I planned to post a blog entry today. Typically I like to post in the morning – by noon at the very latest because my best hours for creativity are early, before I get bogged down in the details of my day. But I just didn’t get to it. So after a day full of life, after I got the kids to bed and the kitchen picked up, I was all ready to sit down and do some mindless web surfing. Then I remembered I didn’t get a post done today.
My first instinct was to bag it. After all, I didn’t have anything in mind. If I wrote one quickly, it probably wouldn’t be my best work. It’ll be really short. There’s always tomorrow, etc. etc. etc.
And posting later into the night – well, many people will have already closed out their computers for the day. My stats won’t be stellar. Who’s going to share it if they like it? Without time to edit and re-edit, the odds that you make a grammatical error increase. The logic part of my brain was clearly trying to win this argument. Then I thought of something else. So maybe not as many people will see this as they usually do. That’s okay. Because honestly, as much as I enjoy seeing that people have read my blog, ultimately I write for myself. I write about creativity because it helps me understand my own creativity and motivates me to live a more creative life in the midst of the busyness that happens every day.
So tonight, I choose creativity.
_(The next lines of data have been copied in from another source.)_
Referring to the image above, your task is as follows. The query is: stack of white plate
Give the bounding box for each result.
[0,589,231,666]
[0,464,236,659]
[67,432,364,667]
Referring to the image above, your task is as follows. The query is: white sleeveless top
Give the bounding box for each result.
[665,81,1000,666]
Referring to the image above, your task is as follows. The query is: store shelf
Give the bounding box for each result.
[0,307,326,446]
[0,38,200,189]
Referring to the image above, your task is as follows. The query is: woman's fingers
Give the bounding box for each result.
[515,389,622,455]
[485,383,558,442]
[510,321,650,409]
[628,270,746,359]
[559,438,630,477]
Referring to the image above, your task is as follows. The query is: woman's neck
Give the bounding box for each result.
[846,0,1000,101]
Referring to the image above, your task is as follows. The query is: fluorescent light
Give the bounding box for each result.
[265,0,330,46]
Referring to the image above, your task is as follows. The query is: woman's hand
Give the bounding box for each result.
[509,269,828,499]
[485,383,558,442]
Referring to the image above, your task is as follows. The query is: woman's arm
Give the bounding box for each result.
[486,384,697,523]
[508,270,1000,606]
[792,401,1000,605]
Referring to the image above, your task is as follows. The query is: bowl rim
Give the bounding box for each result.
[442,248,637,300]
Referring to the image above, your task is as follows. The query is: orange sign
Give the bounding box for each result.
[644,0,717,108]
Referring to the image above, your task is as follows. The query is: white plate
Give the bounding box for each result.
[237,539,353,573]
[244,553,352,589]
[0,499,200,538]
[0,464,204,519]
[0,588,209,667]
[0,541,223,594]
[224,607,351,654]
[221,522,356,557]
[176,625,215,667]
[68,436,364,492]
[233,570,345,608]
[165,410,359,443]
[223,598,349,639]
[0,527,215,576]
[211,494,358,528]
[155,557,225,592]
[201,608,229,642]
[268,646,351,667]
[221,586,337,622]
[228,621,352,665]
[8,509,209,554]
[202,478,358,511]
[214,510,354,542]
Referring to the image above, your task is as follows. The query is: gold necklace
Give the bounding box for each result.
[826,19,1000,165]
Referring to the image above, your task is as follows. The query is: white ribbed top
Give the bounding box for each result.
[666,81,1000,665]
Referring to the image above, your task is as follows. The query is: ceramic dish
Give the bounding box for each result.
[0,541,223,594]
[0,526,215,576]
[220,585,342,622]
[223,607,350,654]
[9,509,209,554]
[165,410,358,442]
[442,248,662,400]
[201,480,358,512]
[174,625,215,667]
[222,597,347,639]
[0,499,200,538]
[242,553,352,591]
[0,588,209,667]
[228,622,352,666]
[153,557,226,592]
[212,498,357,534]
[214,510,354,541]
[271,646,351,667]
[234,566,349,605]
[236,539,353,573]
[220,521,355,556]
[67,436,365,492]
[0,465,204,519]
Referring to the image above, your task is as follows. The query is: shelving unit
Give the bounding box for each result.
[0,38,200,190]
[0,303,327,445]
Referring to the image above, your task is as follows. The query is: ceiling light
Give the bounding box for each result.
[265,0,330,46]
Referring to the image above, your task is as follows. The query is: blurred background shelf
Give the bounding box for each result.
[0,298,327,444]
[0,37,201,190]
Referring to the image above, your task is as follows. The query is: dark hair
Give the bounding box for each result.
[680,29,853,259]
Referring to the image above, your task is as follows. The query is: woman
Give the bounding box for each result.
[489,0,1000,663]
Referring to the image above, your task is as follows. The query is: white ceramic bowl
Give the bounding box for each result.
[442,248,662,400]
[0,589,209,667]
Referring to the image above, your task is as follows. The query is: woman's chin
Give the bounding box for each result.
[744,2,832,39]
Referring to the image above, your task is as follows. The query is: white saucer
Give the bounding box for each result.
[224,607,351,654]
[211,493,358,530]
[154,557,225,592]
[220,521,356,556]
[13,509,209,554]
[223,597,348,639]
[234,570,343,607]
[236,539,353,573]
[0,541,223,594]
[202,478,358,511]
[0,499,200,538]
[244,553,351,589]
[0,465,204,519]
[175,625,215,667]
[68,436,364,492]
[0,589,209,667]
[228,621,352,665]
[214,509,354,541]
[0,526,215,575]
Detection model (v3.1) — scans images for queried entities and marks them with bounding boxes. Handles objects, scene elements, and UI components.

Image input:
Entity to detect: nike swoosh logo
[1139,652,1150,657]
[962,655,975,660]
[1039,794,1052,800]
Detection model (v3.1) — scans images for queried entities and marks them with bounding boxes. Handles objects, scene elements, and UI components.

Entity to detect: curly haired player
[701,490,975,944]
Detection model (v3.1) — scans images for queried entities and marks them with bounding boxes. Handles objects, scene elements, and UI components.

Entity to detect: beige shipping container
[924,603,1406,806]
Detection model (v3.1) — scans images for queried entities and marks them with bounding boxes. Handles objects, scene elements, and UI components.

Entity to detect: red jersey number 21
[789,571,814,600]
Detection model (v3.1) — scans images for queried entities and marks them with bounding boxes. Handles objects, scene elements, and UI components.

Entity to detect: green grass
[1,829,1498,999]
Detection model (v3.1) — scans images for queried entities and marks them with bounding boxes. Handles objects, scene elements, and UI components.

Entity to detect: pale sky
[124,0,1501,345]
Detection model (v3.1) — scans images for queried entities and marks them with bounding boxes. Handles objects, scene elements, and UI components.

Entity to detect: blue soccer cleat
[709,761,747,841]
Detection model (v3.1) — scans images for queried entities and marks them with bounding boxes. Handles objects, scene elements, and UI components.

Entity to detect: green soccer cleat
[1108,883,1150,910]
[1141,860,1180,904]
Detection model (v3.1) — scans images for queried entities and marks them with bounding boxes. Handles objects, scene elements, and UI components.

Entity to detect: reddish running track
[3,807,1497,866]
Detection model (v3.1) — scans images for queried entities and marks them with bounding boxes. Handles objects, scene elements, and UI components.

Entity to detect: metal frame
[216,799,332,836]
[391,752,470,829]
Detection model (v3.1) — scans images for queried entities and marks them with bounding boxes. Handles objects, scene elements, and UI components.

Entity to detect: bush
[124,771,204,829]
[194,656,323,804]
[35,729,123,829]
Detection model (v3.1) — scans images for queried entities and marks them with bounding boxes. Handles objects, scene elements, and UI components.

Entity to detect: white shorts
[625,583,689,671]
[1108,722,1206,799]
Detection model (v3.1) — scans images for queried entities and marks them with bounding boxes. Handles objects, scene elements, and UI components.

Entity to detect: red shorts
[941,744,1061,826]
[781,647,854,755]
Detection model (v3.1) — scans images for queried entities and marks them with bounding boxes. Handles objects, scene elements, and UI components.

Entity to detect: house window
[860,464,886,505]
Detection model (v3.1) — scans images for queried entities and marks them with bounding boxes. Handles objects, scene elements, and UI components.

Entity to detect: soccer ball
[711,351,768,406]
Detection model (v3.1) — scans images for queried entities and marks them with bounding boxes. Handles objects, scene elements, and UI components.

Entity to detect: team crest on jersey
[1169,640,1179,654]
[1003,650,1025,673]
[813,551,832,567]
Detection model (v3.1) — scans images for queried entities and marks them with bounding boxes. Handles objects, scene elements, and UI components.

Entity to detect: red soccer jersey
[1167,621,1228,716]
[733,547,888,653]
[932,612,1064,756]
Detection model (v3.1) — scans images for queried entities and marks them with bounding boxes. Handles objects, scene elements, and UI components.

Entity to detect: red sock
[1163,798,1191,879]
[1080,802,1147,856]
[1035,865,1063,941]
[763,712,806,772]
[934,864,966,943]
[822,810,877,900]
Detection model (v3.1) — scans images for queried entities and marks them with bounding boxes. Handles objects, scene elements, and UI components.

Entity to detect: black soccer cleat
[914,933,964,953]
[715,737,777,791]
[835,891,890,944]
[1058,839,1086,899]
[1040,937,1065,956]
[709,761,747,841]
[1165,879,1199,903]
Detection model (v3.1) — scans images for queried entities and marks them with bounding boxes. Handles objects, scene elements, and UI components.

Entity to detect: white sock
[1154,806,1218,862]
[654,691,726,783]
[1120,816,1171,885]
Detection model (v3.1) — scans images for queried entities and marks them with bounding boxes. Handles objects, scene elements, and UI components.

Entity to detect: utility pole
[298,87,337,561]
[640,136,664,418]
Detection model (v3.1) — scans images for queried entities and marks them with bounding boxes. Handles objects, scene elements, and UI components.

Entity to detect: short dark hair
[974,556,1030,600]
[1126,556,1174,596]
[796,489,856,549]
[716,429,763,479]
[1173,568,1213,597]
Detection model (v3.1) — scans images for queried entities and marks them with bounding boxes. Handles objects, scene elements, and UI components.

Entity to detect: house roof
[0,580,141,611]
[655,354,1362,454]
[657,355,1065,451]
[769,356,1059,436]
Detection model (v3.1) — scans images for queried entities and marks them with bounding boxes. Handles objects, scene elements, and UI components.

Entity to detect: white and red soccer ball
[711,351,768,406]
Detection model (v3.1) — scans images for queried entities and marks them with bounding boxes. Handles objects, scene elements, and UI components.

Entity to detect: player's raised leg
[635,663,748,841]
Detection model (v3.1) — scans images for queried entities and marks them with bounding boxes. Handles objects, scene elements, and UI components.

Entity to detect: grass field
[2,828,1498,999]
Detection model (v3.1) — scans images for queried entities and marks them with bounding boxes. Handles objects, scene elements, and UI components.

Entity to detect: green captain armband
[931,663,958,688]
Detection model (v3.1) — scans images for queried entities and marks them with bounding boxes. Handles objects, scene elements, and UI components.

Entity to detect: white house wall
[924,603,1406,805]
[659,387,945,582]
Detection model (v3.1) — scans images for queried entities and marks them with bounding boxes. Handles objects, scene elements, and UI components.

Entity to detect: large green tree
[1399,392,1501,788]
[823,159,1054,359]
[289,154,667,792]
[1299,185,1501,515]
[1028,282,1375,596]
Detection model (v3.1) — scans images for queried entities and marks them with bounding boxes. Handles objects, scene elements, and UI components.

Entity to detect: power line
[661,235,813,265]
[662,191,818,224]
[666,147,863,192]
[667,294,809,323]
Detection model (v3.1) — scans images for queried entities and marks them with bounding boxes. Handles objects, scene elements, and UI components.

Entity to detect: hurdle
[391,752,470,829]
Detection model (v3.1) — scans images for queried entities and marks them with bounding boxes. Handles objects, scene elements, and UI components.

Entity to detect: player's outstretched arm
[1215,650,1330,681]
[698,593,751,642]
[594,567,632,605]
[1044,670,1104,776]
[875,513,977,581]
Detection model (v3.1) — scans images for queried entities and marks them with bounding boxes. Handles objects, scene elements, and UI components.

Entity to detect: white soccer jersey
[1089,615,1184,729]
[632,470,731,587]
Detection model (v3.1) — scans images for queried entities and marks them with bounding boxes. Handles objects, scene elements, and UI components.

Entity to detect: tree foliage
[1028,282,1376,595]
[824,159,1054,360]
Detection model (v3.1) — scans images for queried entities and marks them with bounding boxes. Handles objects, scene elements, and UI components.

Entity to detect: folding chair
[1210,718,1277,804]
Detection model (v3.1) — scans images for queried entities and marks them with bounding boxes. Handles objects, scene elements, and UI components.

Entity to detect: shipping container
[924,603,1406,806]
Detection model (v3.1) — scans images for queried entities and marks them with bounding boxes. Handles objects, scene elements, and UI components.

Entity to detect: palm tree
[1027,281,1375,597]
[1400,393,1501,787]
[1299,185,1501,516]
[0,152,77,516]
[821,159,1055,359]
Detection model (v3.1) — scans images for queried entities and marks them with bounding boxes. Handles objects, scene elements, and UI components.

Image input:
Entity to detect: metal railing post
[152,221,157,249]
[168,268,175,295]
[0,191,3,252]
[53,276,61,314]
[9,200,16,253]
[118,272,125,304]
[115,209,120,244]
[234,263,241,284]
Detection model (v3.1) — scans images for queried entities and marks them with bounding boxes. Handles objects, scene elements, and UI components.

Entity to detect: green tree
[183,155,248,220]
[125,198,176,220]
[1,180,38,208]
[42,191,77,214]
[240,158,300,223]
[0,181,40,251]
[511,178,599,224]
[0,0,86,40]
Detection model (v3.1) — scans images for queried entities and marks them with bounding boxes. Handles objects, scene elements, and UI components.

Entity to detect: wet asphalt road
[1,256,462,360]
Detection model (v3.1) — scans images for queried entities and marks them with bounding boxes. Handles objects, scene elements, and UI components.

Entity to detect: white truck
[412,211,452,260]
Creativity that is imperfect and fumble-y and unplanned. Creativity for the sake of creativity – not numbers or hits or even for clarity or inspiration. Creativity because I can and I want to and I made a deal with myself that I chose to honor.
I’m sitting here writing when there are lots of other non-creative things I could be doing, and maybe according to the General inside my head, very likely the things I should be doing. But amazingly enough, when I get done writing tonight, all those things will still wait for me on my endless to-do list.
And at least I can go to bed knowing I got to check off the one I value the most.